The Schroeder Dental Group is taking the opportunity to inform the community of how nutrition affects your oral health and how your oral health affects your total nutrition.
Nutrition specifically refers to the absorption of nutrients by your body while diet refers to your total oral intake, regardless of whether it is absorbed or not.
Speaking specifically of nutrition, nutritional imbalances increase the incidence of cavities specifically caused by bacterial infection. Adequate nutrition is critical to the formation of and maintenance of your tooth and bone structure as well as the health of your gingiva. Poorly formed teeth and reduced saliva flow allow bacteria to act much more quickly on your teeth when causing cavities.
Diet has a much greater affect on teeth and its results are much more immediate. You need three things for dental cavities to develop: a tooth you can see, cariogenic bacteria, and fermentable carbohydrates (sugar and starches primarily) to feed the bacteria. If you have natural teeth, regardless of any restorations like fillings and crowns, these are susceptible teeth.

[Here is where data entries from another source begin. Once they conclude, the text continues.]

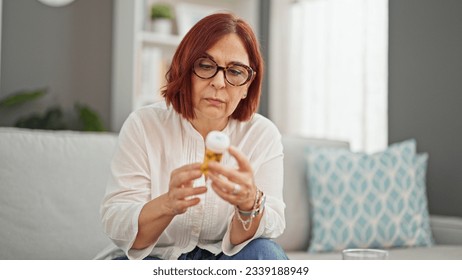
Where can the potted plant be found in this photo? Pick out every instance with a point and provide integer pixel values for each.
(161, 18)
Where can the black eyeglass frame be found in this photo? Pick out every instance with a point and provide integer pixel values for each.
(218, 68)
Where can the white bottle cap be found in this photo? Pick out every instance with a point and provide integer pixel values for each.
(217, 141)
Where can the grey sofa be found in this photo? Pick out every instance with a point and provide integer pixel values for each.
(447, 231)
(52, 183)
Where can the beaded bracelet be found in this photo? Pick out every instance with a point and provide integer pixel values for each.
(246, 224)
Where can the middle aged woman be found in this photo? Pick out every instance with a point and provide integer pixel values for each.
(157, 204)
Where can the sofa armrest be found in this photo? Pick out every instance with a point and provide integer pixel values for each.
(447, 230)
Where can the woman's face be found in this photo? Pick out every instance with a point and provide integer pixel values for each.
(214, 99)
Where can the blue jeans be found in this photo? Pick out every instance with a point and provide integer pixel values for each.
(257, 249)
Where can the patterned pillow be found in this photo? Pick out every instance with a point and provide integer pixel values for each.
(368, 201)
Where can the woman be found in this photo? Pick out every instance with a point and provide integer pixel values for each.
(157, 203)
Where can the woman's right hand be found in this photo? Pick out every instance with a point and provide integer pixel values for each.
(181, 192)
(180, 196)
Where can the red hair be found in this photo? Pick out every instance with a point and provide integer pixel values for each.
(202, 36)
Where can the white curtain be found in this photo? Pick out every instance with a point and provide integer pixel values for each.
(328, 75)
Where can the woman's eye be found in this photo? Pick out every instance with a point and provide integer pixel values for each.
(234, 71)
(206, 66)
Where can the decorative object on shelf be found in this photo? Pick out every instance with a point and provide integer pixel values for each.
(162, 18)
(83, 119)
(189, 14)
(56, 3)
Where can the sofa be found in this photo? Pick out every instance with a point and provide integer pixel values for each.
(52, 183)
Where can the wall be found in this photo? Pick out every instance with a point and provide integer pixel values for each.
(66, 49)
(425, 91)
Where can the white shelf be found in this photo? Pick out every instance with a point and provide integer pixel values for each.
(156, 39)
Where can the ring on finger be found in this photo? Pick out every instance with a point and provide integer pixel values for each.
(236, 189)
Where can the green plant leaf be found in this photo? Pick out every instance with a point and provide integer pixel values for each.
(21, 98)
(161, 10)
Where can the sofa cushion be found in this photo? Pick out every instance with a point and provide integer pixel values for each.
(375, 201)
(52, 184)
(297, 232)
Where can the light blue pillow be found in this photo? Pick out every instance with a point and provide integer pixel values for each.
(368, 201)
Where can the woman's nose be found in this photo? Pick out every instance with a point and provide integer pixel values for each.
(219, 81)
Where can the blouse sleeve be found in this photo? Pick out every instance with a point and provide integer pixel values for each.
(267, 162)
(128, 189)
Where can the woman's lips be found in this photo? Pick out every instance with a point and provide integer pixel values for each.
(214, 102)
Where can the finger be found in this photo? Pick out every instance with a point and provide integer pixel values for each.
(186, 193)
(184, 175)
(183, 205)
(241, 159)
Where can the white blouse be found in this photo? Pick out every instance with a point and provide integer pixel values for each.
(155, 140)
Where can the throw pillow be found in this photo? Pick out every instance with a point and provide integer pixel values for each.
(368, 201)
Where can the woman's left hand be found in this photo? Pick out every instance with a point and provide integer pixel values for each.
(236, 186)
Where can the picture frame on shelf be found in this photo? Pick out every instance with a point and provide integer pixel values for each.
(188, 14)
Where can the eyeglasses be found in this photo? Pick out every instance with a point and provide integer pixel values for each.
(236, 74)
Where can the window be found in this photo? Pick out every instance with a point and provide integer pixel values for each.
(328, 70)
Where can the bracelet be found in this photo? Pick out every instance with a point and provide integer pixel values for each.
(246, 224)
(257, 211)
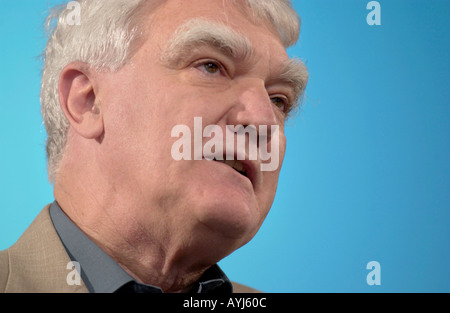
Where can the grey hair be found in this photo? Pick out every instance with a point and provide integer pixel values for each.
(106, 38)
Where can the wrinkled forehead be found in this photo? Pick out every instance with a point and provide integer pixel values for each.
(170, 15)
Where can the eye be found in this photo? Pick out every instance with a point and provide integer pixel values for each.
(280, 102)
(211, 68)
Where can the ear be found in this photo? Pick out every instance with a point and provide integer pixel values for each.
(78, 101)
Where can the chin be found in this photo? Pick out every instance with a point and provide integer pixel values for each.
(230, 218)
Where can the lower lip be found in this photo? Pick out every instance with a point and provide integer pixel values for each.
(236, 172)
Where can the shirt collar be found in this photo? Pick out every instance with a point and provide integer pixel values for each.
(101, 274)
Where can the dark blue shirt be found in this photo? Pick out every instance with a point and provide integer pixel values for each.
(101, 274)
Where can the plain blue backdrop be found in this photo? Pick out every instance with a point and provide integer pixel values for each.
(366, 175)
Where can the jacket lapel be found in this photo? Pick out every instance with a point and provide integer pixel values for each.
(38, 261)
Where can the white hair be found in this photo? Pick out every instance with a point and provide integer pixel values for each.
(106, 38)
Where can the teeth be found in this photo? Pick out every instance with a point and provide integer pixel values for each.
(238, 166)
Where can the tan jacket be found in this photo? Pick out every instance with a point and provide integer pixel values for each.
(37, 262)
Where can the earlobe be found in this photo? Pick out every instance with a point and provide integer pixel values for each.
(79, 102)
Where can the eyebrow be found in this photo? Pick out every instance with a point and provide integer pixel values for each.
(199, 32)
(295, 74)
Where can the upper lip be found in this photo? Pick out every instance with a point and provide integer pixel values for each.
(245, 167)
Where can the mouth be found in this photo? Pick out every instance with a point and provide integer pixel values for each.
(238, 166)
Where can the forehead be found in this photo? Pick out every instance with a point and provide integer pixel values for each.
(171, 14)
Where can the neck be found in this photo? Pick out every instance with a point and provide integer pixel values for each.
(146, 249)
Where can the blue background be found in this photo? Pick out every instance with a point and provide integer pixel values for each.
(366, 176)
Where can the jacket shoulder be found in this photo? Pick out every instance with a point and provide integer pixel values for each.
(4, 269)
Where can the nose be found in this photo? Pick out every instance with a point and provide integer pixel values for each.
(252, 106)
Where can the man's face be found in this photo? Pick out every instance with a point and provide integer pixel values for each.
(158, 90)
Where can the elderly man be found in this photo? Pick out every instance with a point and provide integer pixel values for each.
(128, 215)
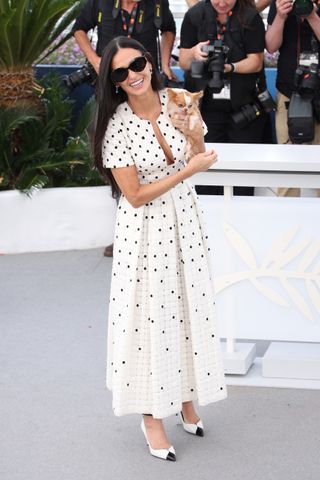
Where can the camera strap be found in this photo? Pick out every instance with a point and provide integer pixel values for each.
(137, 16)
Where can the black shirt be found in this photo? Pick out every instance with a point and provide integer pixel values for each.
(253, 37)
(88, 19)
(194, 29)
(288, 52)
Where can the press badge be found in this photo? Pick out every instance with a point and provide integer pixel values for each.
(307, 58)
(225, 93)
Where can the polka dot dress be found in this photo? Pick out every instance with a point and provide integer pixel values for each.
(163, 347)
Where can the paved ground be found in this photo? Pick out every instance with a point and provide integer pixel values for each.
(56, 417)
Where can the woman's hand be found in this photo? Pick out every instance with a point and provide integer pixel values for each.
(198, 54)
(202, 161)
(180, 121)
(188, 125)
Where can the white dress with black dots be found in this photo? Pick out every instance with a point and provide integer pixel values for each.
(162, 343)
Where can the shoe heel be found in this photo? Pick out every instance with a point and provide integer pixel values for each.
(163, 453)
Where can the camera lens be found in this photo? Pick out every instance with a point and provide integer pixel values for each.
(85, 74)
(302, 8)
(246, 115)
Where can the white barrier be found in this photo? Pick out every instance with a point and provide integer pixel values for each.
(56, 219)
(266, 250)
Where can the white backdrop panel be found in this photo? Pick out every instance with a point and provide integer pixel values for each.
(56, 219)
(266, 259)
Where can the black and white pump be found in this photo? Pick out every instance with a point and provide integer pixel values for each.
(194, 428)
(163, 453)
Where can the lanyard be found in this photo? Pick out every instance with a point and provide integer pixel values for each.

Fermentable carbohydrates feed the bacteria that cause cavities. Sugar is the most common form of fermentable carbohydrates that you encounter. Other sources are grains, starches, and the complex carbohydrates of fruits and vegetables. An enzyme in your saliva, called amylase, breaks these more complex carbohydrates down into sugar in your mouth as you chew. Amylase works faster on cooked foods because the cooking begins some of the breakdown process even before you start eating it. Because of amylase, most carbohydrates will produce some sugar in your mouth.
When it comes to your teeth, it is not how much carbohydrate you eat; it is how much time it is in your mouth. The bacteria that causes cavities can only use a small amount of sugar at a time. Even if you give the bacteria a whole lot of sugar at a time, the bacteria still only uses a little bit of it. On the other hand, having small amounts of sugar throughout the day feeds the bacteria each time, increasing the bacteria’s ability to dissolve your tooth structure.
In order to optimize the health of your teeth, you must eat the same foods that are good for the rest of your body: rich vegetables, fruits, whole grains, low fat dairy, and lean protein with limited saturated and trans fat and limited added sugar. A few of the key nutrients that help to keep your mouth healthy are as follows:
• Calcium and Vitamin D – calcium is the main mineral of your tooth and bone structure. Vitamin D helps your body to absorb calcium. Calcium is available in dairy products (milk, cheese, yogurt) as well as dark leafy greens and beans.
• Vitamin B – promotes healthy gum tissue and nerves. It is found in whole grains and dark, leafy greens.
• Vitamin K – promotes healthy gums and helps your body control bleeding. It is found in dark leafy greens.
• Vitamin C – prevents scurvy, which causes severe bleeding of the gums. It is readily available in citrus fruits.